In an atmosphere like this no wonder Alan Ladd, a western hero (Shane, 1953) but 5ft-6 and a half, felt such a misfit, so isolated and insecure as to be suicidal — still taller than Al Pacino and Dustin Hoffman who came along in the Seventies and started the trend to pixie-sized leading men. Ladd complained of Boy on a Dolphin (1957) that playing love scenes with Sophia was like being bombarded with melons. Of Robert De Niro, Jack Nicholson, Sylvester Stallone, Chuck Norris, Jean Claude Van Damme, Jackie Chan, none can be called above average height, never mind tallish. My impression of Arnie’s height is more mind over matter.

Today, of tall actors I can think of Liam Neeson… and then there’s… Did I mention Liam Neeson? Oh, there’s that other guy who looks taller than average — can never remember his name, good actor — in that remake of Driving Miss Daisy with Shirley MacLaine playing a former president’s widow.

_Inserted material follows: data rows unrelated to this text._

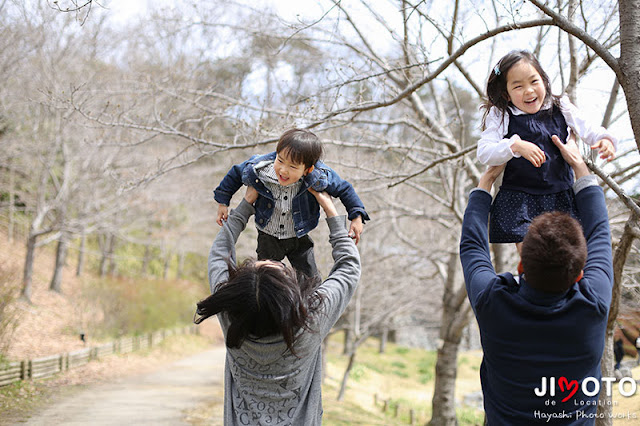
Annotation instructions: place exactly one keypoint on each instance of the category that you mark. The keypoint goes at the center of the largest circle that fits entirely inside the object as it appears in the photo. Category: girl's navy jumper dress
(528, 191)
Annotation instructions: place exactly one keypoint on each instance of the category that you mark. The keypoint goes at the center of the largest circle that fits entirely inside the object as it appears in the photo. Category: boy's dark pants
(299, 251)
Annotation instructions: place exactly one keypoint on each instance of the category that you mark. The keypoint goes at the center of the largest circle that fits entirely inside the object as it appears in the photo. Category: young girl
(521, 116)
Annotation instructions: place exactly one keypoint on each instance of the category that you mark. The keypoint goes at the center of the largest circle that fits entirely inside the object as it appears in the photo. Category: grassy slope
(402, 376)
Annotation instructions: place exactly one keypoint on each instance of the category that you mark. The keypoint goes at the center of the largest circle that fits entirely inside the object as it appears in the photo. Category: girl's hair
(497, 83)
(263, 300)
(302, 146)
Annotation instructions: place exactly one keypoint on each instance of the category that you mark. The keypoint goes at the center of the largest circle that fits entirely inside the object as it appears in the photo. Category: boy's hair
(263, 300)
(553, 252)
(302, 146)
(497, 95)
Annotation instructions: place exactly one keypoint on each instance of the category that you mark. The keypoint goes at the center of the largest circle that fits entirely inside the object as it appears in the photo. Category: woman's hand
(605, 149)
(325, 202)
(223, 214)
(356, 229)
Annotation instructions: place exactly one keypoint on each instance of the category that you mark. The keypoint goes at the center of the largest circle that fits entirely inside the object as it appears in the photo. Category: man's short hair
(302, 146)
(554, 252)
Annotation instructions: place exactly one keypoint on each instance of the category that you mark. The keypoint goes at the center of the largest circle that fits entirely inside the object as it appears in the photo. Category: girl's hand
(251, 195)
(605, 149)
(325, 202)
(223, 214)
(489, 176)
(530, 151)
(356, 229)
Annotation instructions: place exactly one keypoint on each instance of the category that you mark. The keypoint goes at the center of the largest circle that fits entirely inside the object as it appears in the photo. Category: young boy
(285, 210)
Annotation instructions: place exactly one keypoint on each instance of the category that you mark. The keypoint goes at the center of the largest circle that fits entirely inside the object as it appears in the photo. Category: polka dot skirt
(512, 212)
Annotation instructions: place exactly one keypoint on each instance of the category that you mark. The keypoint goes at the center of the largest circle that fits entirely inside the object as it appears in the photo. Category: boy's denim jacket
(305, 208)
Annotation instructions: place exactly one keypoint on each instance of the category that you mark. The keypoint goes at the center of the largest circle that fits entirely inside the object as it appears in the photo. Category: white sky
(592, 94)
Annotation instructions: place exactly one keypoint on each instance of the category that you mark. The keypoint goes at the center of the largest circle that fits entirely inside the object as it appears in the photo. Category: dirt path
(170, 396)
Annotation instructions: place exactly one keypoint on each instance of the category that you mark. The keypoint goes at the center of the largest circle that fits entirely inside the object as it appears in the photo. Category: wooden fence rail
(39, 368)
(390, 407)
(13, 372)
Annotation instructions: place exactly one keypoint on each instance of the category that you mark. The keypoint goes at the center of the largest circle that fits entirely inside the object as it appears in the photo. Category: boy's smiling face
(287, 171)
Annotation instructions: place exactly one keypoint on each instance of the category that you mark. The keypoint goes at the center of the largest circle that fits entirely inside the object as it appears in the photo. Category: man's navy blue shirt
(528, 335)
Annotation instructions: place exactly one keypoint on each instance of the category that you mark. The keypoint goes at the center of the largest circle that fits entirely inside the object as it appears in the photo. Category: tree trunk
(107, 244)
(623, 248)
(80, 267)
(629, 62)
(347, 346)
(383, 339)
(112, 258)
(61, 257)
(444, 405)
(12, 204)
(456, 313)
(167, 264)
(146, 259)
(180, 271)
(499, 257)
(28, 267)
(345, 377)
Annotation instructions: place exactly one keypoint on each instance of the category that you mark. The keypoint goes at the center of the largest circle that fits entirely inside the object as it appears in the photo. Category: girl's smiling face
(525, 87)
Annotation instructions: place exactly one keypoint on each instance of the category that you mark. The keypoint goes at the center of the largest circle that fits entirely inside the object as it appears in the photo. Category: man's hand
(223, 214)
(605, 149)
(356, 229)
(530, 151)
(571, 154)
(489, 176)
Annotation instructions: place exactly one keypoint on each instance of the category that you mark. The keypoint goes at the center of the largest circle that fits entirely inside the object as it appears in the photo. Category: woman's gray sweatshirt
(264, 383)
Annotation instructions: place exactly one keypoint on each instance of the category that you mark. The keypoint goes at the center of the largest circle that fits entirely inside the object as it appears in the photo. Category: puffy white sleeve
(585, 128)
(493, 148)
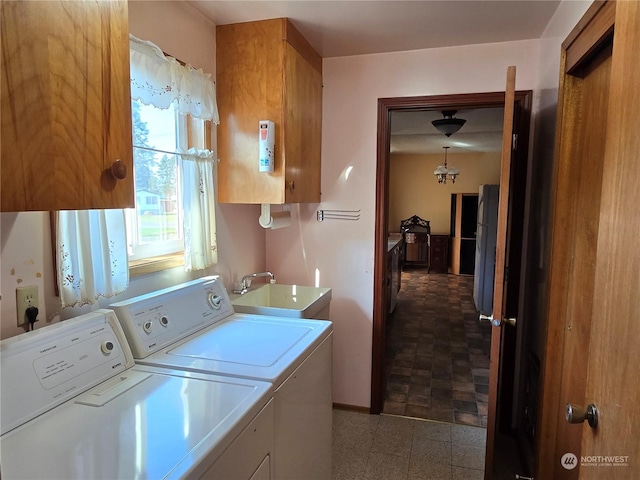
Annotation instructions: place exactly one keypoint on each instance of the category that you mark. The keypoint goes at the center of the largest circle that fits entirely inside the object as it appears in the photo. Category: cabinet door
(66, 111)
(303, 129)
(249, 62)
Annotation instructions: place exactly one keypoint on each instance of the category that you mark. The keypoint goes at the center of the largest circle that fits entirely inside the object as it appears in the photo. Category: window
(174, 214)
(154, 227)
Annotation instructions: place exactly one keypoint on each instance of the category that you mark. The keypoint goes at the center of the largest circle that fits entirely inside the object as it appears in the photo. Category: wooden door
(593, 330)
(614, 356)
(498, 337)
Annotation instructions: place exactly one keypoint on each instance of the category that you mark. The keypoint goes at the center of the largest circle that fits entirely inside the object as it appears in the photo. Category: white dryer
(75, 406)
(193, 326)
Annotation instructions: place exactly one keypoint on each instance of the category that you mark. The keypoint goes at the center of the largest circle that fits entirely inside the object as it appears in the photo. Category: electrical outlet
(25, 297)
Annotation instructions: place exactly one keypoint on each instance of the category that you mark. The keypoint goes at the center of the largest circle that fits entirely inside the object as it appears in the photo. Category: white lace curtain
(199, 215)
(91, 245)
(91, 255)
(159, 80)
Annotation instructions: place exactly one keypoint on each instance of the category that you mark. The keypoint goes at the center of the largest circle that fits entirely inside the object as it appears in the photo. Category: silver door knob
(577, 414)
(496, 322)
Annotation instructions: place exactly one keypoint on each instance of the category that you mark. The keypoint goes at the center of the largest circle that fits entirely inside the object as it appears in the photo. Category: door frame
(520, 160)
(588, 38)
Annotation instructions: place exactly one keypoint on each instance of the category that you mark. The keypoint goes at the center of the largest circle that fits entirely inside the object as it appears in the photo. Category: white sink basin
(297, 301)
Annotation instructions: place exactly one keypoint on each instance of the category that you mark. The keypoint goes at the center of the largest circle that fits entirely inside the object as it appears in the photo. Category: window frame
(197, 134)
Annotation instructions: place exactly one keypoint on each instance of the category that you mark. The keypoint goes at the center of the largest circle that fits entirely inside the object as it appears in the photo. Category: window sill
(138, 268)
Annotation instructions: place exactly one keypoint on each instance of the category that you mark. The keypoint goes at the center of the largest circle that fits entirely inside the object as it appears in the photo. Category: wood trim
(53, 225)
(497, 388)
(350, 408)
(146, 266)
(385, 107)
(590, 33)
(380, 299)
(304, 48)
(562, 238)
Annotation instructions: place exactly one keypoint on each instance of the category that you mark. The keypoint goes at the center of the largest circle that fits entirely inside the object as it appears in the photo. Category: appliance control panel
(157, 320)
(43, 368)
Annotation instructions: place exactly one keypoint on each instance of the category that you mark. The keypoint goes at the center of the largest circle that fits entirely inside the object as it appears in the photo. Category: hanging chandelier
(448, 125)
(443, 171)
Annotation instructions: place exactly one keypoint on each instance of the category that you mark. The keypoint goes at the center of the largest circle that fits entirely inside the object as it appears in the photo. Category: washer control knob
(215, 301)
(107, 347)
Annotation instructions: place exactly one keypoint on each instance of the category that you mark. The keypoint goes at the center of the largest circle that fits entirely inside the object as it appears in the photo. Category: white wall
(25, 237)
(343, 250)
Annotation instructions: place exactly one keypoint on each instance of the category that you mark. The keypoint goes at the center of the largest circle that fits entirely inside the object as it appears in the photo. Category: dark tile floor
(437, 353)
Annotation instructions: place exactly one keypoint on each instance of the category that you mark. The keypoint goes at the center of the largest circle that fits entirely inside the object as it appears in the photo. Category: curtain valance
(160, 80)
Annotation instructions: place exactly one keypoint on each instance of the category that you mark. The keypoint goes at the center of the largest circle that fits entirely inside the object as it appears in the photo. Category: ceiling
(412, 132)
(358, 27)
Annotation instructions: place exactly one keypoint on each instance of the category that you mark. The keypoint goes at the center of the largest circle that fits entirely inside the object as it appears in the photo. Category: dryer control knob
(215, 301)
(107, 347)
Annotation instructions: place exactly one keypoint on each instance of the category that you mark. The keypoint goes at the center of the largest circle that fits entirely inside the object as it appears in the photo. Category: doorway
(437, 352)
(517, 187)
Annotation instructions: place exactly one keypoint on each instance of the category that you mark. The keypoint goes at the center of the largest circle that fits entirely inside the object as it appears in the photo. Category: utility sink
(297, 301)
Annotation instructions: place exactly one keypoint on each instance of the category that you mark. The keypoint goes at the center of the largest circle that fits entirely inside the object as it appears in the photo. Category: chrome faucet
(245, 283)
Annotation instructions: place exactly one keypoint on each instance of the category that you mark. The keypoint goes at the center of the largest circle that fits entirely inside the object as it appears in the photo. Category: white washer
(75, 406)
(193, 327)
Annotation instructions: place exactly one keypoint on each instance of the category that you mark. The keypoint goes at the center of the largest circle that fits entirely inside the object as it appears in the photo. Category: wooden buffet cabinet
(266, 70)
(66, 106)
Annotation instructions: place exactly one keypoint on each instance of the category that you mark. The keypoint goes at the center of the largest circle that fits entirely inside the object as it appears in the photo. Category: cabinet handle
(119, 169)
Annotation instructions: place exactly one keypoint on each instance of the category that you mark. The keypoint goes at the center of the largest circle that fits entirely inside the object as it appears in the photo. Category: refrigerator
(486, 248)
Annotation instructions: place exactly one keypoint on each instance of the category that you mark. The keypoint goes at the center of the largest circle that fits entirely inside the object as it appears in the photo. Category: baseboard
(351, 408)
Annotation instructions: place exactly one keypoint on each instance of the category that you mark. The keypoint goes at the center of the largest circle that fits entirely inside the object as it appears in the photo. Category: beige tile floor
(388, 447)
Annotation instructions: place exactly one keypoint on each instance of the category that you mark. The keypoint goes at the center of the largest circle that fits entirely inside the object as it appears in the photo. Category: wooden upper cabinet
(66, 108)
(266, 70)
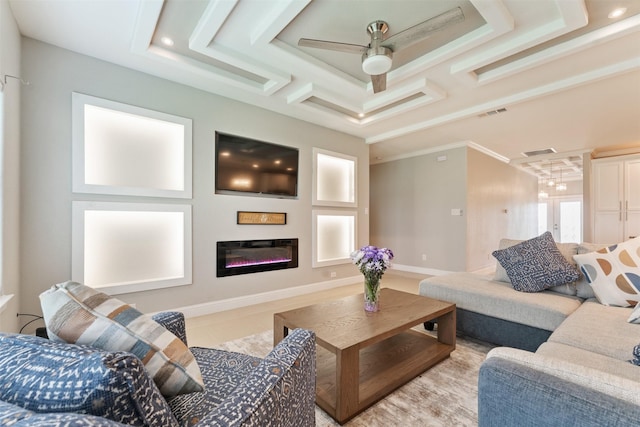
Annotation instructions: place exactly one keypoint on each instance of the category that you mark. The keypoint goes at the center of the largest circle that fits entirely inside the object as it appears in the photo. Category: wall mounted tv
(251, 167)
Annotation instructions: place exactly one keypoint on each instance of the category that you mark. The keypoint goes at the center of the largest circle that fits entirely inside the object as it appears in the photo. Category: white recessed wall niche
(334, 235)
(334, 179)
(127, 150)
(129, 247)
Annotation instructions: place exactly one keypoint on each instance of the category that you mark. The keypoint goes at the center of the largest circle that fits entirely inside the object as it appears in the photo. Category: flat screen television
(252, 167)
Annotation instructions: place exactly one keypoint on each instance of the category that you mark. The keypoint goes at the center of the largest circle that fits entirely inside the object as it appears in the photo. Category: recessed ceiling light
(617, 12)
(167, 41)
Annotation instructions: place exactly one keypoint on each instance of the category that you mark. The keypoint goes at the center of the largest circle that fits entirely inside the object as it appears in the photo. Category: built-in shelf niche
(127, 150)
(334, 179)
(129, 247)
(334, 237)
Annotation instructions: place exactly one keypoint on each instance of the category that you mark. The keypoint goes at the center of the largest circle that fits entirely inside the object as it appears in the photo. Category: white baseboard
(244, 301)
(420, 270)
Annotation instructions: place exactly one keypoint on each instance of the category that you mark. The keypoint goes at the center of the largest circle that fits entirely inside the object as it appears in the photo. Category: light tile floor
(207, 331)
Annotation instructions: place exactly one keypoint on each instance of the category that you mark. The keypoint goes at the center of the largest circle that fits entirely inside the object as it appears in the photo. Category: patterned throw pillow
(44, 376)
(536, 264)
(75, 313)
(568, 250)
(614, 273)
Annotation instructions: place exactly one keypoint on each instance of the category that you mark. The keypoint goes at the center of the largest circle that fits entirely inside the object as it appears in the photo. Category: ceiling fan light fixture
(377, 61)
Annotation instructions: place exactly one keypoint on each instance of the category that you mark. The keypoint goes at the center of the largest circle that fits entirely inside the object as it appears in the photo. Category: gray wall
(502, 202)
(9, 167)
(46, 178)
(411, 202)
(412, 199)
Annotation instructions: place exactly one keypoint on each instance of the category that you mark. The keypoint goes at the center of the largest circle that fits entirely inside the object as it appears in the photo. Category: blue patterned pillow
(15, 416)
(46, 376)
(536, 264)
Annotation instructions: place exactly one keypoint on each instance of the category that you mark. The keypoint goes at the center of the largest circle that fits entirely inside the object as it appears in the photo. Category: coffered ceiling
(514, 76)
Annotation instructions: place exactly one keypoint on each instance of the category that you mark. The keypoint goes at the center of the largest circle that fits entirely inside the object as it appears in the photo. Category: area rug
(445, 395)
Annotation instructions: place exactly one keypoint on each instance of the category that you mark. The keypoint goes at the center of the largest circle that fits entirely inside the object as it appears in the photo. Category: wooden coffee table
(362, 357)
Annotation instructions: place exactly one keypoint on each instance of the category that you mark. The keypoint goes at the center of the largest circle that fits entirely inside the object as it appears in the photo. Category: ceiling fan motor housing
(377, 59)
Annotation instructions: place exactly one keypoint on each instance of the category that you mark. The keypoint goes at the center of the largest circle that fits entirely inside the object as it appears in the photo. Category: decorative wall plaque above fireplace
(253, 256)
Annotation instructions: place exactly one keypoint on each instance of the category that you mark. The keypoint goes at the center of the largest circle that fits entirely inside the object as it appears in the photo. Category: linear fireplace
(253, 256)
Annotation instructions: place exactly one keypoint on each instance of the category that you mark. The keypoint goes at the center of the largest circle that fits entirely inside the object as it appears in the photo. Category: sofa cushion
(600, 329)
(614, 273)
(46, 376)
(75, 313)
(536, 264)
(472, 292)
(613, 385)
(621, 368)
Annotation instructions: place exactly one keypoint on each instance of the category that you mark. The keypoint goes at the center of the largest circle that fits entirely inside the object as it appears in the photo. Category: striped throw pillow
(75, 313)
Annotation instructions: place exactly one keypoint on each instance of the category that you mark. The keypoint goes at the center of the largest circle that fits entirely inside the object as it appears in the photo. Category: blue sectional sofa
(47, 383)
(564, 358)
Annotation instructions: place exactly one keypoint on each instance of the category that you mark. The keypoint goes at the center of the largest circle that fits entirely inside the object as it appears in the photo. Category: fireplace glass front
(253, 256)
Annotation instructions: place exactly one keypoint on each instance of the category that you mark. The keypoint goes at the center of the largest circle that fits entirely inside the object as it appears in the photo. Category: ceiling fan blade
(379, 82)
(423, 30)
(340, 47)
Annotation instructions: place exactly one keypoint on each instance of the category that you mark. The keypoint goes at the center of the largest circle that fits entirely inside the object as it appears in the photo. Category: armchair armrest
(174, 322)
(280, 391)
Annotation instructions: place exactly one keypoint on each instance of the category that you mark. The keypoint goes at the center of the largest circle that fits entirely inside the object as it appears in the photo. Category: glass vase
(371, 294)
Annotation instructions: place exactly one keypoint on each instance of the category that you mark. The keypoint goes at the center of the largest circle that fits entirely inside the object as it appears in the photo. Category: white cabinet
(616, 199)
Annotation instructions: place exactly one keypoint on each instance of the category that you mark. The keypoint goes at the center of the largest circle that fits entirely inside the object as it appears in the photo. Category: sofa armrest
(280, 391)
(517, 387)
(174, 322)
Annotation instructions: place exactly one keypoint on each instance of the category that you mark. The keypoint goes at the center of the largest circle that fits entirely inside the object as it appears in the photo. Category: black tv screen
(246, 165)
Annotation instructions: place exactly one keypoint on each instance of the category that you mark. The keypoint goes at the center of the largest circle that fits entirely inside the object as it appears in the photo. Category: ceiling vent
(493, 112)
(539, 152)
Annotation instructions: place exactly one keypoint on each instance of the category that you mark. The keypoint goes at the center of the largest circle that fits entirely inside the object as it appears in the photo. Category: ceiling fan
(377, 56)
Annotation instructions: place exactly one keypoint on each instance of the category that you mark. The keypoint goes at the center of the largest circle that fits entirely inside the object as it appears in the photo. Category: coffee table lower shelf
(383, 367)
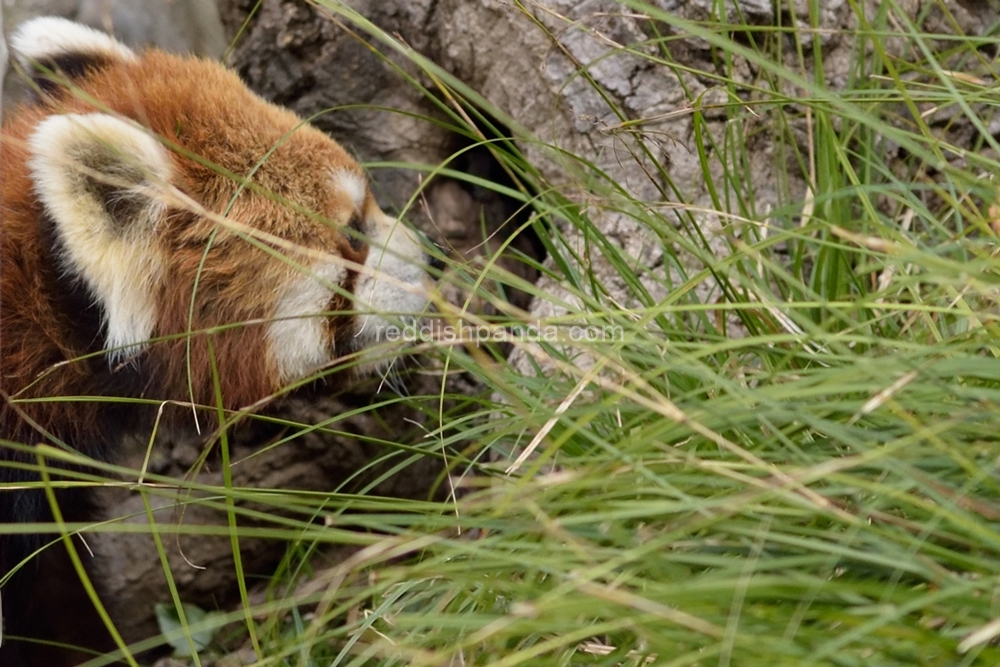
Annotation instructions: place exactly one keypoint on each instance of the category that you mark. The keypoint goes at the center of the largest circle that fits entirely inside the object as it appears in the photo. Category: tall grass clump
(781, 450)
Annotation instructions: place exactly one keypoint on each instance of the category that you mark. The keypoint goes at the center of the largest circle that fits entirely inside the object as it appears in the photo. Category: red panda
(161, 229)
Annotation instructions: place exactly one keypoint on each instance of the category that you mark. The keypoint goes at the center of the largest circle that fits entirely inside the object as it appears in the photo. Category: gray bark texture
(528, 62)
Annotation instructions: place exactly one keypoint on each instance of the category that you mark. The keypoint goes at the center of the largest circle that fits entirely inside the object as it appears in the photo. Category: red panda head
(157, 212)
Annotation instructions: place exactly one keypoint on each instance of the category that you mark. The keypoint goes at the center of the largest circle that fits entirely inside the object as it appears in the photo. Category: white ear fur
(96, 176)
(49, 38)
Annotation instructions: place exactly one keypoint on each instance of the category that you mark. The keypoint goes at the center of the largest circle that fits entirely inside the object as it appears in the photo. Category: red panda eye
(357, 235)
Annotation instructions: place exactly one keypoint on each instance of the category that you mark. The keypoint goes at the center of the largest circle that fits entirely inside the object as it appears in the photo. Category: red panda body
(163, 229)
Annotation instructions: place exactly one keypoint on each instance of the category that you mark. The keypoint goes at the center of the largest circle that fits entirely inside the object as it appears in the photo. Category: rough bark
(527, 63)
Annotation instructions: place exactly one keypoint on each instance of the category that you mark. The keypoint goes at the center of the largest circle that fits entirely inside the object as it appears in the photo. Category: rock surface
(530, 64)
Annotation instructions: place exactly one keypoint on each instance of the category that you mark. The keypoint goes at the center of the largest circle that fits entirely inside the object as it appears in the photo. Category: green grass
(787, 455)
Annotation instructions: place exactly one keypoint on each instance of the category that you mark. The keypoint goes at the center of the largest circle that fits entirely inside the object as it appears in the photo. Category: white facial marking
(50, 37)
(299, 335)
(391, 288)
(353, 185)
(118, 260)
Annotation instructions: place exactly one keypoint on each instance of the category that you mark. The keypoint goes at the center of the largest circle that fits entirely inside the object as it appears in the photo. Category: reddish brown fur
(197, 108)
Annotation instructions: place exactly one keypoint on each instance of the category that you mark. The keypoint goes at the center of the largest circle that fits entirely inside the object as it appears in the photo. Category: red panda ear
(51, 49)
(97, 177)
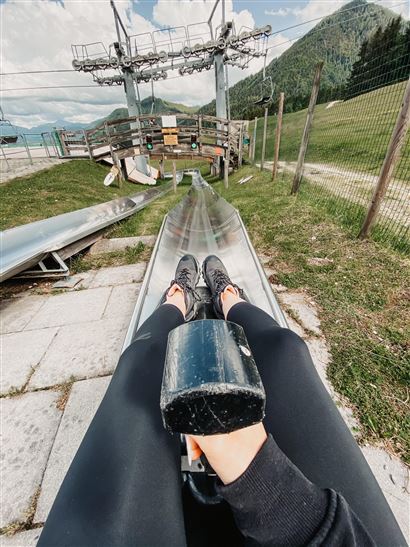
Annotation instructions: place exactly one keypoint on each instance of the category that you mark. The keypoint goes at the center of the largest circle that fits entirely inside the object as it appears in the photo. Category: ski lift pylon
(266, 88)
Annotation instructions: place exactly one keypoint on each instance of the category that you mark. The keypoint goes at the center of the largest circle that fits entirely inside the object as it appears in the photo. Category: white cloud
(398, 6)
(45, 44)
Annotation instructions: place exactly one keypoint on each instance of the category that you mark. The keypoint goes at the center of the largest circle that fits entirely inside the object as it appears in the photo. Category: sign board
(171, 140)
(168, 121)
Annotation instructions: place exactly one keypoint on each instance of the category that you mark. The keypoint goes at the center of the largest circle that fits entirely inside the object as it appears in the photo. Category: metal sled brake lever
(201, 465)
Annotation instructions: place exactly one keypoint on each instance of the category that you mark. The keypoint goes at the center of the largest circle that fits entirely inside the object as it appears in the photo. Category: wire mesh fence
(349, 138)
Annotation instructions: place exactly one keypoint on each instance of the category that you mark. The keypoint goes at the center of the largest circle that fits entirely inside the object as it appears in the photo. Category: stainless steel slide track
(203, 223)
(26, 245)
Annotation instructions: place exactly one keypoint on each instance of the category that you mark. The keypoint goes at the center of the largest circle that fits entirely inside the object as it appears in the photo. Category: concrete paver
(121, 303)
(29, 425)
(87, 345)
(17, 312)
(82, 404)
(117, 275)
(71, 308)
(23, 539)
(393, 478)
(120, 244)
(21, 351)
(85, 350)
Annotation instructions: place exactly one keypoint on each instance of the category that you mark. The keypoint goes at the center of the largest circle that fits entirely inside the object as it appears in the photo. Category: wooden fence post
(305, 137)
(174, 175)
(240, 152)
(390, 161)
(254, 139)
(265, 127)
(277, 136)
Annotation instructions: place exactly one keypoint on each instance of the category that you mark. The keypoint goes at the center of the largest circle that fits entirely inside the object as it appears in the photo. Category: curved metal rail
(203, 223)
(26, 245)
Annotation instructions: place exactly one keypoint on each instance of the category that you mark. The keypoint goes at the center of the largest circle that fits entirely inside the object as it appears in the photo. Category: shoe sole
(198, 277)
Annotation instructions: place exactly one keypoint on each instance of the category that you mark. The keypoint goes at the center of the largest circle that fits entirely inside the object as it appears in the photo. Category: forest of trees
(364, 46)
(383, 59)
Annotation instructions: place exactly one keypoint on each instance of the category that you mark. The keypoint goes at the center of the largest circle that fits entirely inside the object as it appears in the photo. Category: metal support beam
(220, 86)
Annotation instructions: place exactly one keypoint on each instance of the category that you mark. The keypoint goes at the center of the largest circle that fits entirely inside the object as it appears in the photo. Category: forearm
(275, 504)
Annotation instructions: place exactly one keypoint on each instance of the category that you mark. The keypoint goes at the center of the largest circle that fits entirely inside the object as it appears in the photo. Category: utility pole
(133, 104)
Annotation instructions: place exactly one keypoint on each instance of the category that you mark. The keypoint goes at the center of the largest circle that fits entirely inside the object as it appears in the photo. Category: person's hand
(229, 454)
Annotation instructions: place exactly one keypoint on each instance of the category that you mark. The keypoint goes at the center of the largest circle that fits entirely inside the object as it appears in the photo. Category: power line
(271, 47)
(48, 87)
(37, 71)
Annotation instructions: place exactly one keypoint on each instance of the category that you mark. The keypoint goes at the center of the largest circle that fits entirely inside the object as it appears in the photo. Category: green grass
(363, 298)
(64, 188)
(363, 295)
(131, 255)
(353, 134)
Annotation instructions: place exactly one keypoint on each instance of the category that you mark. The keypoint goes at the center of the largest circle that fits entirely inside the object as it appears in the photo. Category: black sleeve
(275, 504)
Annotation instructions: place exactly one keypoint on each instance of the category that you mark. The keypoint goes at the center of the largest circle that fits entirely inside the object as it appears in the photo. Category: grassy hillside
(354, 133)
(336, 40)
(64, 188)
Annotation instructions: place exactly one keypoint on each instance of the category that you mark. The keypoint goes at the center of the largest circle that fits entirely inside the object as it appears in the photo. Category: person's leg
(305, 422)
(124, 485)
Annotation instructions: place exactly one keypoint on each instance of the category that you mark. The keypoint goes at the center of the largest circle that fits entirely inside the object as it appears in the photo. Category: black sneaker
(217, 279)
(187, 276)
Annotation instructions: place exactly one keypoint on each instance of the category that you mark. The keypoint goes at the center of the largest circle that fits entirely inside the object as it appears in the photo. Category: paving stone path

Hard to believe that men’s height (excepting so cute, toy men on screen) is still an imperative with many people, especially women. There are important, august lists of heights of US presidents proving that the tallest ones — Abraham Lincoln, Thomas Jefferson, George Washington — were the greatest ones. And on dating sites, tall women of 5ft-11 short on brains insist on the inalienable right to wear their seven-inch heels and to still have a man that towers over them — the top 0.00001 percentile of men, that is. I’ve just discovered another secret of life — No wonder butt-ugly basketball players are so popular as breeding stock!